Если бы она верила в какого-нибудь бога, в Бога христиан или в загадочных богов Пути, она бы молилась Ему или им о сохранении нынешнего плода ее чрева.
— Я надеюсь, что он жив.
— По крайней мере, никто не видел его мертвым. Все наши купцы знают, что за любые новости положено вознаграждение, и еще большее — тому, кто доставит его назад.
— Немногие короли заплатили бы за возвращение соперника, — сказала Годива.
— Он для меня не соперник. Мои соперники сидят по ту сторону Пролива или сеют зло на Севере. Пока мы сидим здесь на холме и смотрим на поля, все выглядит мирно. Но уверяю тебя, мир был бы в двадцать раз прочнее, будь Шеф здесь, в Англии. Он наша главная надежда. Ты знаешь, керлы зовут его sigesaelig, Победоносный.
Годива сжала руку мужа.
— Тебя они зовут Альфред esteadig, Милосердный. Это прозвище лучше.
* * *
Многими днями пути северней, в большом полосатом шатре шел разговор, в котором надежд было куда меньше. Шатер поставили задней стенкой к ветру, а передний полог был задран, так что сидящие в шатре могли видеть, что делалось снаружи. Взгляду их открывались унылые вересковые пустоши и торфяники, над которыми тут и там вздымались столбы дыма — следы разбойничьих дружин викингов, идущих от одной кучки убогих хижин к другой. Три оставшихся в живых сына Рагнара сидели на походных табуретах, держа в руках роги с элем. При себе у каждого из них был меч на поясе и воткнутое позади в землю копье или боевой топор. Уже дважды этой весной — со времен сражения в устье Эльбы — дерзкие ярлы посягали на их авторитет. По-кошачьи чувствующие все приливы и отливы славы, на которой и держится власть, все трое осознавали, что должны предложить своим дружинам что-то новое. Подкупить их. Вдохновить. Иначе начнется — поутру не досчитаются палаток, корабли не придут в условленное место встречи, люди разбегутся искать счастья на службе у каких-нибудь других морских королей, более удачливых.
— Сейчас люди хоть чем-то заняты, — сказал седобородый Убби, кивая на дым пожарищ. — Добрая говядина, баранина, можно погоняться за бабами. И никаких серьезных потерь.
— И денег не будет, — добавил Хальвдан. — Как и славы.
Сигурд Змеиный Глаз знал, что братья говорят о том, что требовало скорейшего решения, а не просто ворчат. До раздоров у них никогда не доходило, не соглашались друг с другом они и то редко. Их ровные отношения сохранялись даже при безумном Иваре. Сейчас два брата ждали его ответа.

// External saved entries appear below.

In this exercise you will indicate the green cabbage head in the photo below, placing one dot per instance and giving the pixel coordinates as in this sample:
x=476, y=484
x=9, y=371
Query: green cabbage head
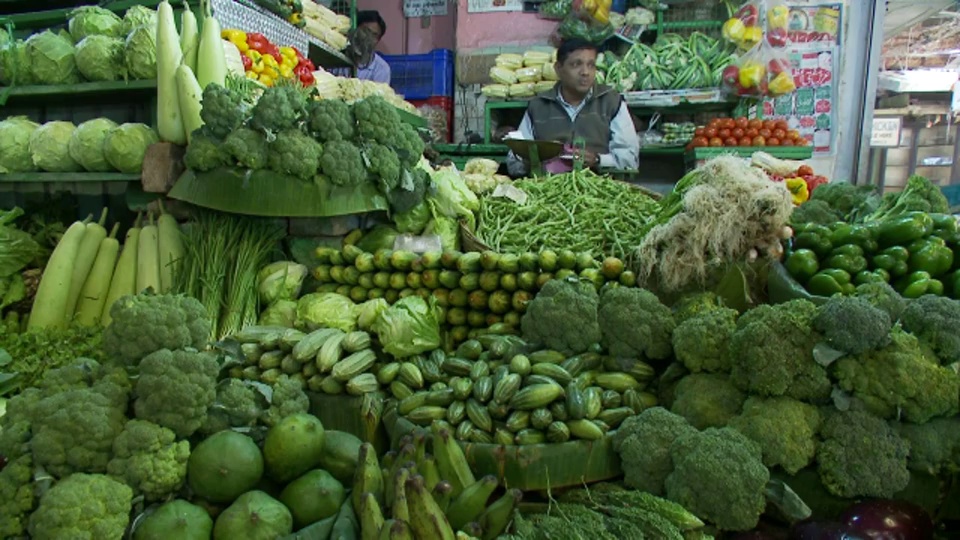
x=49, y=147
x=100, y=58
x=125, y=146
x=140, y=52
x=15, y=135
x=94, y=21
x=86, y=144
x=52, y=59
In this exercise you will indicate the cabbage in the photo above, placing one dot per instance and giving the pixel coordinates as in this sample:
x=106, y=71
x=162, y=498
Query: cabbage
x=86, y=144
x=49, y=147
x=138, y=16
x=140, y=52
x=280, y=281
x=409, y=327
x=100, y=58
x=15, y=135
x=94, y=21
x=125, y=146
x=326, y=310
x=52, y=59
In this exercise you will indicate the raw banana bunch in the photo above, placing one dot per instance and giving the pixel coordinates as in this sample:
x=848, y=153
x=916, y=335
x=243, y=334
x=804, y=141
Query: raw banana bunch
x=416, y=494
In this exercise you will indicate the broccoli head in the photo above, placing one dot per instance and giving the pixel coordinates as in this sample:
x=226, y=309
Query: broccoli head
x=248, y=147
x=935, y=321
x=634, y=324
x=707, y=400
x=176, y=388
x=223, y=110
x=718, y=474
x=643, y=442
x=853, y=325
x=785, y=429
x=342, y=163
x=331, y=120
x=899, y=381
x=146, y=323
x=861, y=456
x=280, y=108
x=205, y=153
x=563, y=316
x=702, y=342
x=83, y=507
x=772, y=353
x=295, y=153
x=148, y=458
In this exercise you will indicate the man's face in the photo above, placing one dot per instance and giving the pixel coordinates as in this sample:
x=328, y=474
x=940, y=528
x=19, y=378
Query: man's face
x=579, y=71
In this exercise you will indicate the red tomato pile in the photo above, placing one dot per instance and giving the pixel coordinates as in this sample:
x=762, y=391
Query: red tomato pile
x=741, y=131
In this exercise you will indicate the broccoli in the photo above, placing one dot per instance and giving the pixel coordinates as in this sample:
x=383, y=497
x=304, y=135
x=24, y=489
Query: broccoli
x=563, y=316
x=935, y=321
x=707, y=400
x=772, y=353
x=83, y=507
x=861, y=456
x=287, y=399
x=248, y=147
x=634, y=324
x=899, y=381
x=295, y=153
x=331, y=120
x=718, y=474
x=238, y=404
x=853, y=325
x=223, y=110
x=785, y=429
x=702, y=342
x=176, y=388
x=279, y=109
x=643, y=442
x=148, y=459
x=205, y=153
x=145, y=323
x=342, y=163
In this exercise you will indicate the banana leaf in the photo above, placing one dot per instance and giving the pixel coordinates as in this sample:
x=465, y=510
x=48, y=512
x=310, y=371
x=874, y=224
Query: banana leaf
x=269, y=194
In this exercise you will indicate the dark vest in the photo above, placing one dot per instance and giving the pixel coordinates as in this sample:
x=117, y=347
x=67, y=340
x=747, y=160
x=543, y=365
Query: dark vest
x=551, y=122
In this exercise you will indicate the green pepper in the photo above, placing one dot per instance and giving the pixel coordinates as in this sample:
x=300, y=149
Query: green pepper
x=802, y=264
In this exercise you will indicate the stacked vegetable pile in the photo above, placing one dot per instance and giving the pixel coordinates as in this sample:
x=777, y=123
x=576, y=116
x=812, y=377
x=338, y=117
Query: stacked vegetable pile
x=98, y=46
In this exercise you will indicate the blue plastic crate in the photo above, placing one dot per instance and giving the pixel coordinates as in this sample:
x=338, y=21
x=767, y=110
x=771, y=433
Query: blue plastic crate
x=422, y=76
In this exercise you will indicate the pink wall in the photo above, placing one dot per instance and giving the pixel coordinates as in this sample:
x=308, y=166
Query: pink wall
x=406, y=36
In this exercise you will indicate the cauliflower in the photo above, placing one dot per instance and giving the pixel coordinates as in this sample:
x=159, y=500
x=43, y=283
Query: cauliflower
x=634, y=324
x=82, y=507
x=148, y=458
x=772, y=353
x=248, y=147
x=563, y=316
x=145, y=323
x=331, y=120
x=718, y=475
x=785, y=429
x=899, y=381
x=287, y=399
x=861, y=456
x=176, y=388
x=223, y=110
x=342, y=163
x=295, y=153
x=707, y=400
x=702, y=342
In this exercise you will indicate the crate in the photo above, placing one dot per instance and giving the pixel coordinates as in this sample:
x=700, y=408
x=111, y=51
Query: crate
x=438, y=112
x=422, y=76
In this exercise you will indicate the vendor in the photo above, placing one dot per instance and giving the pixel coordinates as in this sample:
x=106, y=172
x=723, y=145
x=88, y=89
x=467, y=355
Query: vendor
x=579, y=108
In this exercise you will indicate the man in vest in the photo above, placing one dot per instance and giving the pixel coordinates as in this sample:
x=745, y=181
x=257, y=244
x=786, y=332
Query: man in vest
x=579, y=108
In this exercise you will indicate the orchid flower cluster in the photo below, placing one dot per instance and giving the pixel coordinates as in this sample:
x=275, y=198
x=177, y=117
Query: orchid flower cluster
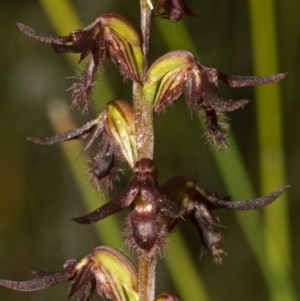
x=119, y=134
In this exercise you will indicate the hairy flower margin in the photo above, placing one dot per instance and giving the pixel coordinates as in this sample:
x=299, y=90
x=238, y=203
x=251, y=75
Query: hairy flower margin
x=175, y=73
x=154, y=210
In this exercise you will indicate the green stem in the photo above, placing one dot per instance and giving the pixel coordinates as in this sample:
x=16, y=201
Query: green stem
x=143, y=118
x=143, y=109
x=146, y=275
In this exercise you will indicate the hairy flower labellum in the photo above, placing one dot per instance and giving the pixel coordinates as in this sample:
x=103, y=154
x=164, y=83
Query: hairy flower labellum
x=115, y=125
x=178, y=72
x=112, y=36
x=199, y=205
x=148, y=203
x=106, y=270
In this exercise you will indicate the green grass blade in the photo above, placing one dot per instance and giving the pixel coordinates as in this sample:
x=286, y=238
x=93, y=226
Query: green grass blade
x=270, y=136
x=239, y=185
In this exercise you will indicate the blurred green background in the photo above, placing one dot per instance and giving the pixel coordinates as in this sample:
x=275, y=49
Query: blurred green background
x=39, y=185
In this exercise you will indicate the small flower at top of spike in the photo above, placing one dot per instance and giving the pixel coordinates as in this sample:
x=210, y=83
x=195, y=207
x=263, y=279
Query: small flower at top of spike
x=172, y=9
x=112, y=36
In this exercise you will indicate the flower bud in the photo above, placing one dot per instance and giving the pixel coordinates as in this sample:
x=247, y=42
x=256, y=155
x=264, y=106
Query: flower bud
x=115, y=275
x=167, y=296
x=120, y=126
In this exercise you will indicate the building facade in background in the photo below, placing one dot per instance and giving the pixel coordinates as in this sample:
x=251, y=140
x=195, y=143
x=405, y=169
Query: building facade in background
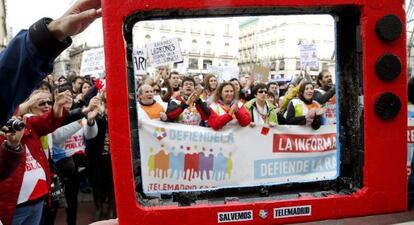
x=203, y=42
x=274, y=42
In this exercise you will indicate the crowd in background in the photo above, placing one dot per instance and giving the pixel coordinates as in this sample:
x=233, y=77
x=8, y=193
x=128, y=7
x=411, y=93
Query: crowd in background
x=204, y=100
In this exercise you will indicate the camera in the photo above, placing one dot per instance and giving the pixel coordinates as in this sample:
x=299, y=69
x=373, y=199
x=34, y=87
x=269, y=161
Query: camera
x=14, y=125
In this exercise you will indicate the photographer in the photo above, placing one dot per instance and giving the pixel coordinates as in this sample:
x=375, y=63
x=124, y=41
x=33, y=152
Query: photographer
x=24, y=169
x=29, y=56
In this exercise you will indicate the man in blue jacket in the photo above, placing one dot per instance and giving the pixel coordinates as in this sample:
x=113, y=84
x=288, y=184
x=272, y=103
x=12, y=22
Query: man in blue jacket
x=29, y=56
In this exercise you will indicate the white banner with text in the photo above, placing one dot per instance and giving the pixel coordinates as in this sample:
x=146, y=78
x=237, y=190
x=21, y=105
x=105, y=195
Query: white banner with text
x=176, y=157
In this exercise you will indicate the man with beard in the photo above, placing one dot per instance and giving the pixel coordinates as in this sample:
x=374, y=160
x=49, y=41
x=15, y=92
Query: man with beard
x=325, y=95
x=188, y=108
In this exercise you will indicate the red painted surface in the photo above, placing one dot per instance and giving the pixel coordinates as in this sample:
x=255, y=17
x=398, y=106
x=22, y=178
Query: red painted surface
x=385, y=142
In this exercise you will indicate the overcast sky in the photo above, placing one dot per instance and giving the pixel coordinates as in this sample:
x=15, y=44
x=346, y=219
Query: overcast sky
x=22, y=13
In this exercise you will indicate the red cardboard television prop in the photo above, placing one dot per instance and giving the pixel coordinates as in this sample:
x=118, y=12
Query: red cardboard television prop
x=371, y=87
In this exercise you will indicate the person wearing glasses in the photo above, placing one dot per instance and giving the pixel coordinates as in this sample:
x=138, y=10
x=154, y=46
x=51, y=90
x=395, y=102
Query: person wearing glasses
x=24, y=169
x=261, y=111
x=29, y=56
x=188, y=108
x=227, y=109
x=304, y=110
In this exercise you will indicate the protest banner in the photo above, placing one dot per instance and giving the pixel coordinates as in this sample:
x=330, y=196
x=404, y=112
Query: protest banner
x=308, y=56
x=178, y=157
x=260, y=73
x=224, y=73
x=140, y=61
x=164, y=52
x=410, y=143
x=93, y=62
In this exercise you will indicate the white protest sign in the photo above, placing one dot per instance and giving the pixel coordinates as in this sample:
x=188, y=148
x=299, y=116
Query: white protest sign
x=164, y=52
x=224, y=73
x=93, y=62
x=308, y=56
x=140, y=61
x=177, y=157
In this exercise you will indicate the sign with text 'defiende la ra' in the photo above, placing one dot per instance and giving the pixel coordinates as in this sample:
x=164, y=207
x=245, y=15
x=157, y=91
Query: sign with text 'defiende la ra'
x=164, y=52
x=93, y=62
x=177, y=157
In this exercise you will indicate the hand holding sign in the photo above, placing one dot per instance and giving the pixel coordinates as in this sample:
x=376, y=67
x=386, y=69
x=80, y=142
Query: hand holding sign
x=234, y=108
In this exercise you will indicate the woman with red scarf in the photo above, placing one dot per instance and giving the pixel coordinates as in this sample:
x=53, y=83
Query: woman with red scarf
x=24, y=169
x=226, y=109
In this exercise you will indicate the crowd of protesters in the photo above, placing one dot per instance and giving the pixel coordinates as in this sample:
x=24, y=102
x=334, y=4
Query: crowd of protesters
x=174, y=97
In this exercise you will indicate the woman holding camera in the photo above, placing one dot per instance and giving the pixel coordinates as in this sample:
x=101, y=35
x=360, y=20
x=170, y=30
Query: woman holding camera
x=227, y=109
x=24, y=170
x=304, y=110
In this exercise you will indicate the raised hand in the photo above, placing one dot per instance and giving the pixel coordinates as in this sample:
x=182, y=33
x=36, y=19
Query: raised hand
x=76, y=19
x=61, y=100
x=320, y=111
x=234, y=108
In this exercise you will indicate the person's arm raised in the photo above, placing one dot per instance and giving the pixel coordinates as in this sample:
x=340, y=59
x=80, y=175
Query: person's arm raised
x=76, y=19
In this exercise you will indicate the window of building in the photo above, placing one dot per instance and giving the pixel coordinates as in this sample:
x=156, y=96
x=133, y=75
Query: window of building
x=147, y=39
x=325, y=66
x=314, y=68
x=298, y=67
x=207, y=63
x=193, y=63
x=194, y=46
x=226, y=48
x=282, y=65
x=227, y=29
x=208, y=47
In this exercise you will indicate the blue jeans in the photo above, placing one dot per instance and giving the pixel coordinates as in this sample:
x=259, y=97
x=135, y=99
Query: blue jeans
x=28, y=215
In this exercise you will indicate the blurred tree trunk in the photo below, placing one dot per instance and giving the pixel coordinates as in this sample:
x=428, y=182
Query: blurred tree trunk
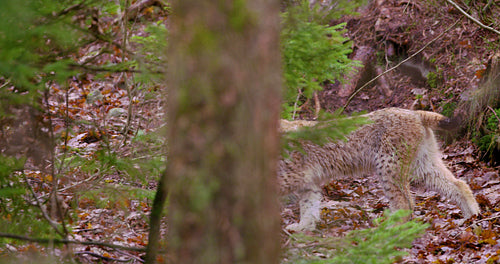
x=223, y=108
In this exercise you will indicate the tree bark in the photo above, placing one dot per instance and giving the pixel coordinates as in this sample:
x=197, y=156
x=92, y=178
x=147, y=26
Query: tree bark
x=223, y=110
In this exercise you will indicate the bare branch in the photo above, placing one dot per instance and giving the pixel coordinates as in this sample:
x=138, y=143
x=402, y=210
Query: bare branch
x=67, y=241
x=472, y=18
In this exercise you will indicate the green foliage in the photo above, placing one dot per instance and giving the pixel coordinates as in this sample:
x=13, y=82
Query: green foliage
x=151, y=50
x=489, y=140
x=313, y=53
x=434, y=79
x=449, y=109
x=381, y=244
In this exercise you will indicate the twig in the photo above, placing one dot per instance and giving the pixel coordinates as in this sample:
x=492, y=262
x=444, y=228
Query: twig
x=101, y=256
x=472, y=18
x=51, y=222
x=397, y=65
x=67, y=241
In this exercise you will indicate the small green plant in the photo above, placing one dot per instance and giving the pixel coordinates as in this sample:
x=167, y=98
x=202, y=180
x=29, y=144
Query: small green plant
x=381, y=244
x=489, y=140
x=449, y=109
x=434, y=79
x=313, y=53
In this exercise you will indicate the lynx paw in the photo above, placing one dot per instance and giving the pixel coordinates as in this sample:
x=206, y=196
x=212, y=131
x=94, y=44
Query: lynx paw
x=299, y=228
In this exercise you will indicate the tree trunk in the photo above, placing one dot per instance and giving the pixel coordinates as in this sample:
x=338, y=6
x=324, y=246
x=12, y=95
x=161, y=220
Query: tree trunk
x=223, y=110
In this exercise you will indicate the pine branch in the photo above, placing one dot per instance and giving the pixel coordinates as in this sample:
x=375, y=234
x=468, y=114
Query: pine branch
x=472, y=18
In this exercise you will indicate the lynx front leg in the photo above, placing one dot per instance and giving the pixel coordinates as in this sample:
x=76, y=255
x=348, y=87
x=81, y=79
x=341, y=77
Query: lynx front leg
x=395, y=182
x=310, y=201
x=437, y=177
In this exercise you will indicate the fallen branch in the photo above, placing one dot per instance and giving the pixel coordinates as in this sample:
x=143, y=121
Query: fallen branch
x=67, y=241
x=397, y=65
x=101, y=256
x=472, y=18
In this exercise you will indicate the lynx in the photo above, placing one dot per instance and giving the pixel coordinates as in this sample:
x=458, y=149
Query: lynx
x=398, y=145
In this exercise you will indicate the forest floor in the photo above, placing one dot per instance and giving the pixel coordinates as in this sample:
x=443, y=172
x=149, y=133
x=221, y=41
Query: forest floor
x=117, y=209
x=459, y=59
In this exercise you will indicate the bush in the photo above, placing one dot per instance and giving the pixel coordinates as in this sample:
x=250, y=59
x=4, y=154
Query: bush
x=313, y=53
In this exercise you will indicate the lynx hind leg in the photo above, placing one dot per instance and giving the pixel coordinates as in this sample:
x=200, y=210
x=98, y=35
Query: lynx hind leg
x=437, y=177
x=396, y=187
x=310, y=201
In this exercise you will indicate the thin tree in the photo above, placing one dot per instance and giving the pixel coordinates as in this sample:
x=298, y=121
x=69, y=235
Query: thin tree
x=223, y=106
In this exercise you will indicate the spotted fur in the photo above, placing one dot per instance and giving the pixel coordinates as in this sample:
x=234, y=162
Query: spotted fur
x=398, y=145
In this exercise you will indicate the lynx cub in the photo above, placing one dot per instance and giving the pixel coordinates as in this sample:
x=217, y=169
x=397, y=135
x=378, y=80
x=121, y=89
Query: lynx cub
x=398, y=145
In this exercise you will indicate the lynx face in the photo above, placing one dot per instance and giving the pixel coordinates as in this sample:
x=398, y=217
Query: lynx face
x=399, y=146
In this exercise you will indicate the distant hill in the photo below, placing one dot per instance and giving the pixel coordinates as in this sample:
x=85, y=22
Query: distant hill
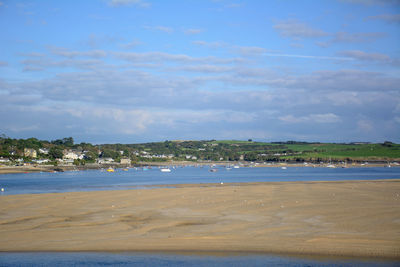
x=205, y=150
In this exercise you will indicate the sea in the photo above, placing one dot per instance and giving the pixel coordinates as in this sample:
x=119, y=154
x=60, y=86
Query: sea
x=142, y=178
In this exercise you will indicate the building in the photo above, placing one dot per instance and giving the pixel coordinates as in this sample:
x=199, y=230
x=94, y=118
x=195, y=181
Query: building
x=44, y=151
x=30, y=152
x=126, y=161
x=69, y=154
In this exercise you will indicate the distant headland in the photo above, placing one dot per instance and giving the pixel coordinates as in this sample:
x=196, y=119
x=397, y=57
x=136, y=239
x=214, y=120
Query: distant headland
x=42, y=155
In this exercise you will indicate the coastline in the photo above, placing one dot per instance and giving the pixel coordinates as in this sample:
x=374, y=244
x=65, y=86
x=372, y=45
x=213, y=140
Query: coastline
x=340, y=218
x=51, y=168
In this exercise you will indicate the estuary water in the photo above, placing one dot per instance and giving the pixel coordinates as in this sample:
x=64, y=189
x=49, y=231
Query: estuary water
x=91, y=180
x=96, y=180
x=169, y=259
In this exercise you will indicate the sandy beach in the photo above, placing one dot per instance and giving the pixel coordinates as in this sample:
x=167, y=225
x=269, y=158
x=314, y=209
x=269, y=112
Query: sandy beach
x=347, y=218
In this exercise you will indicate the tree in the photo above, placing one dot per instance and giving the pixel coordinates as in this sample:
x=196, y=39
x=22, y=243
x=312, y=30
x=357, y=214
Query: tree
x=55, y=153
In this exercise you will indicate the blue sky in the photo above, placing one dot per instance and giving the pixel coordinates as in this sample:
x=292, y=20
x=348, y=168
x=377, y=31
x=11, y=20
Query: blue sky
x=132, y=71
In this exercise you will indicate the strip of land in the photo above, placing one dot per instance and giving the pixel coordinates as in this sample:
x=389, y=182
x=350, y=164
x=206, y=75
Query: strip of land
x=51, y=168
x=347, y=218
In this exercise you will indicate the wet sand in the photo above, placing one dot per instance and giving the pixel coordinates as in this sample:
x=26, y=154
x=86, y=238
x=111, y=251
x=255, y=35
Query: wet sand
x=347, y=218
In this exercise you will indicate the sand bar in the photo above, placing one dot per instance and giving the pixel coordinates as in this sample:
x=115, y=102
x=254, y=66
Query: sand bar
x=347, y=218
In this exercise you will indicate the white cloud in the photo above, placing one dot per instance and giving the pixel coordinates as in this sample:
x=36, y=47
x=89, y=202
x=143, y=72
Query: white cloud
x=296, y=29
x=389, y=18
x=160, y=28
x=307, y=56
x=193, y=31
x=313, y=118
x=210, y=44
x=364, y=125
x=365, y=37
x=119, y=3
x=360, y=55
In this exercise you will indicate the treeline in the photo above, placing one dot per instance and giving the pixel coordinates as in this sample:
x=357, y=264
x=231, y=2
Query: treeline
x=204, y=150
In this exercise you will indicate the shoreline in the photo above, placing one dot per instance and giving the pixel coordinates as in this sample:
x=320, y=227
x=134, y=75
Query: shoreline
x=338, y=218
x=51, y=168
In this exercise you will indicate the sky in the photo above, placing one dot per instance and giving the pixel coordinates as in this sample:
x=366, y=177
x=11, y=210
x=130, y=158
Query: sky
x=133, y=71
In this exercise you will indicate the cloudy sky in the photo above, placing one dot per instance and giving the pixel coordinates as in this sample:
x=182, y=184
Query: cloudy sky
x=130, y=71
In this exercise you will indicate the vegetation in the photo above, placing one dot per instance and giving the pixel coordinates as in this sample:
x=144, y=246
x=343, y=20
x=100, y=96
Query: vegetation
x=206, y=150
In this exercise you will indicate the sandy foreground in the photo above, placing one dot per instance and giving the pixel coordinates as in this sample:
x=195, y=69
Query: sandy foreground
x=348, y=218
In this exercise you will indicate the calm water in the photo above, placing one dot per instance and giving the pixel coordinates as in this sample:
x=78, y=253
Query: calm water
x=98, y=180
x=91, y=180
x=159, y=259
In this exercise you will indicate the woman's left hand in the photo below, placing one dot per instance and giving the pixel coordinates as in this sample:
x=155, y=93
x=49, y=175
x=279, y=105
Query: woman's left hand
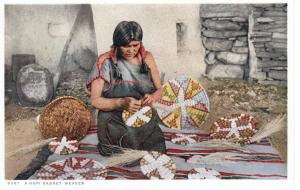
x=148, y=99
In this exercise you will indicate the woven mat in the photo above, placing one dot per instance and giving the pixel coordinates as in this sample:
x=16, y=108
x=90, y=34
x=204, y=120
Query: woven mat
x=267, y=165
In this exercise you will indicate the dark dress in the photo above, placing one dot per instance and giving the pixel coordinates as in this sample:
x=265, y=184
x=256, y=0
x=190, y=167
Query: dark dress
x=124, y=79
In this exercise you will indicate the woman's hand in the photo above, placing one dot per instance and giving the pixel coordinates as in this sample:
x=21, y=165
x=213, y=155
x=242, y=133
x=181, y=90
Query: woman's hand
x=148, y=99
x=131, y=104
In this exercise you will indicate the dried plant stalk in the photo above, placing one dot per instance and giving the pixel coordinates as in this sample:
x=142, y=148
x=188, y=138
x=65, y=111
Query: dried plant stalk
x=270, y=128
x=30, y=148
x=220, y=158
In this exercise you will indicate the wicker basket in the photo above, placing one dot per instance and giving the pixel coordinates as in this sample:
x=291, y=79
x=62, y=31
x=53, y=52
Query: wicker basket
x=65, y=116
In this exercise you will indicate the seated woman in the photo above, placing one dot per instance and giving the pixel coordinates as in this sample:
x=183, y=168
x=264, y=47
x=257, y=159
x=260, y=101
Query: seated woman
x=126, y=77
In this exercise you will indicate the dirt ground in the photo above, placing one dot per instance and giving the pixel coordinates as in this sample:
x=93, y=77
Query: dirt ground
x=226, y=97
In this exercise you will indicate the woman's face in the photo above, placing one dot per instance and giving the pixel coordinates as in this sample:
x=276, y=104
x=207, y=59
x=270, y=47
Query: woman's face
x=130, y=51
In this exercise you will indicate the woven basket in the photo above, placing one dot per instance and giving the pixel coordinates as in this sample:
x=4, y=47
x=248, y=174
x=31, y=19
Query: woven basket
x=65, y=116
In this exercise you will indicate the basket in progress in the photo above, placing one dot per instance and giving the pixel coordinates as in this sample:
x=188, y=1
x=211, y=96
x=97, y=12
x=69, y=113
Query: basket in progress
x=65, y=116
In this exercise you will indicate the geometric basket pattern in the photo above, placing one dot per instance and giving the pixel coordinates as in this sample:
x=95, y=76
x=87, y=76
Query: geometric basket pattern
x=184, y=103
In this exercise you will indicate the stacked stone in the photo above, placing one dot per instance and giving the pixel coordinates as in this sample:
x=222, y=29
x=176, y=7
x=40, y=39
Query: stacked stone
x=225, y=38
x=72, y=84
x=269, y=37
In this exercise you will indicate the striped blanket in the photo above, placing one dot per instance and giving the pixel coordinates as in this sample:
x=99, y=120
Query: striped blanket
x=266, y=163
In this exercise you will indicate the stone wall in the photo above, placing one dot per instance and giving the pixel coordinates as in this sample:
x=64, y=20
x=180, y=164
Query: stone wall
x=268, y=34
x=224, y=35
x=245, y=41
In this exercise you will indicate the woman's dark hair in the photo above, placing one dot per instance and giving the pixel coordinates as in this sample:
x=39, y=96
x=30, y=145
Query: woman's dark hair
x=125, y=32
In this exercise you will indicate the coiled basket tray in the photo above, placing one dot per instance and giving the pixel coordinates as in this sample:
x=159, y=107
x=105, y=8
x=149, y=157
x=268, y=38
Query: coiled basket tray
x=65, y=116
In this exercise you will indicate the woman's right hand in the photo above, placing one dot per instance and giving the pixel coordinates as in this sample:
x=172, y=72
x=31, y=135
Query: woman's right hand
x=131, y=104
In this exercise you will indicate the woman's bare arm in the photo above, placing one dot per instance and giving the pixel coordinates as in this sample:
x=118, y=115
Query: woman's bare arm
x=109, y=104
x=150, y=98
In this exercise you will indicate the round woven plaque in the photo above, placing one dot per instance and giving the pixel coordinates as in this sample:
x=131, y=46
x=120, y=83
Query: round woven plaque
x=204, y=173
x=155, y=165
x=73, y=168
x=238, y=127
x=65, y=116
x=139, y=118
x=186, y=103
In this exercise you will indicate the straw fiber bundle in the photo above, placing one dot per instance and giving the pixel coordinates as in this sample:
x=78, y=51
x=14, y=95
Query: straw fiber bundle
x=65, y=116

— Если мы опять пойдем на юг, — начал он, — мы снова наткнемся на эти камнекидалки. Мы, понятно, можем обойти их морем. Но теперь у англичан преимущество. Они знают, что мы ушли северней, в Шотландию, потому что в Пролив они нас не пускают. И все, что от них потребуется, — встать где-нибудь у берегов близ северной границы. Если мы пойдем вдоль берега, они нас перехватят. Если нам удастся их обойти — а мы ведь не знаем, где они, — они все равно о нас услышат, найдут нас, где бы мы ни были, и разобьют нас на стоянке. Их опасно и в море встретить, и дождаться их прихода на берегу. В конце концов нам, возможно, придется пробивать себе дорогу морем. А я не думаю, что кто-нибудь из наших парней, как бы они ни куражились, мечтает снова повстречаться на море с этими камнекидалками. Стоя на корабельных обломках, много не навоюешь.